Ziru Zhang
Publications
LACE: Lattice Attention for Cross-thread Exploration
Current large language models reason in isolation. Although it is common to sample multiple reasoning paths in parallel, these trajectories do not interact, and often fail in the same redundant ways. We introduce LACE, a framework that transforms reasoning from a collection of independent trials into a coordinated, parallel process. By repurposing the model architecture to enable cross-thread attention, LACE allows concurrent reasoning paths to share intermediate insights and correct one another during inference. A central challenge is the absence of natural training data that exhibits such collaborative behavior. We address this gap with a synthetic data pipeline that explicitly teaches models to communicate and error-correct across threads. Experiments show that this unified exploration substantially outperforms standard parallel search, improving reasoning accuracy by over 7 points. Our results suggest that large language models can be more effective when parallel reasoning paths are allowed to interact.

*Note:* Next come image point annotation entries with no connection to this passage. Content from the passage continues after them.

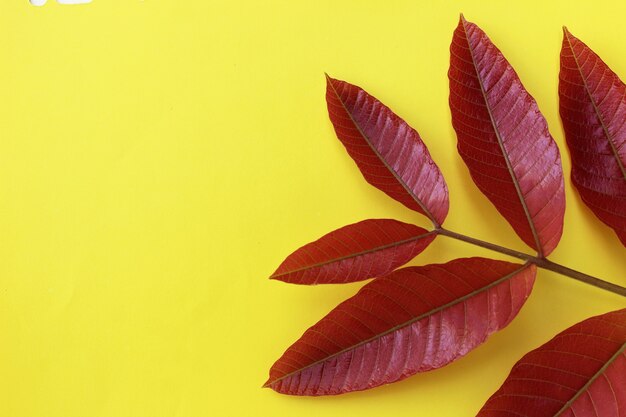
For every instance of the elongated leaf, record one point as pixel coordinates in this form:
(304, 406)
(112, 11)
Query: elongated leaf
(579, 373)
(412, 320)
(367, 249)
(593, 110)
(389, 152)
(504, 139)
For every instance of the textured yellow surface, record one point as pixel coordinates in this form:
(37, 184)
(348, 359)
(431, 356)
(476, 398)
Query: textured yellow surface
(158, 159)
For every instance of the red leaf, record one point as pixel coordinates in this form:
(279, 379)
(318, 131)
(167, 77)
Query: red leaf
(356, 252)
(413, 320)
(504, 139)
(389, 152)
(579, 373)
(593, 110)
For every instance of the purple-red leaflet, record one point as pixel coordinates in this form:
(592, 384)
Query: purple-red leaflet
(593, 110)
(389, 152)
(504, 139)
(355, 252)
(579, 373)
(413, 320)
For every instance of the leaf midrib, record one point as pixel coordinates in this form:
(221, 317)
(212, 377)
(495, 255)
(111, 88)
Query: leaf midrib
(355, 254)
(379, 156)
(405, 324)
(509, 166)
(595, 376)
(595, 107)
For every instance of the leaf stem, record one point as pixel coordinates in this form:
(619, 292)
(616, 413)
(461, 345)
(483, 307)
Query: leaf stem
(541, 262)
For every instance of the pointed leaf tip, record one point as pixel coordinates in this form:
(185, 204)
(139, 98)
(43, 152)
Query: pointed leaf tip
(390, 154)
(504, 139)
(592, 104)
(580, 372)
(385, 332)
(359, 251)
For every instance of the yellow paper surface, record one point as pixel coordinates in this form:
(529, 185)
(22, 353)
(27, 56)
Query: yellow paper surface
(159, 159)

PromptDLA: A Domain-aware Prompt Document Layout Analysis Framework with Descriptive Knowledge as a Cue
Document Layout Analysis (DLA) is crucial for document artificial intelligence and has recently received increasing attention, resulting in an influx of large-scale public DLA datasets. Existing work often combines data from various domains in recent public DLA datasets to improve the generalization of DLA. However, directly merging these datasets for training often results in suboptimal model performance, as it overlooks the different layout structures inherent to various domains. These variations include different labeling styles, document types, and languages. This paper introduces PromptDLA, a domain-aware Prompter for Document Layout Analysis that effectively leverages descriptive knowledge as cues to integrate domain priors into DLA. The innovative PromptDLA features a unique domain-aware prompter that customizes prompts based on the specific attributes of the data domain. These prompts then serve as cues that direct the DLA toward critical features and structures within the data, enhancing the model's ability to generalize across varied domains. Extensive experiments show that our proposal achieves state-of-the-art performance among DocLayNet, PubLayNet, M6Doc, and D$^4$LA. Our code is available at https://github.com/Zirui00/PromptDLA.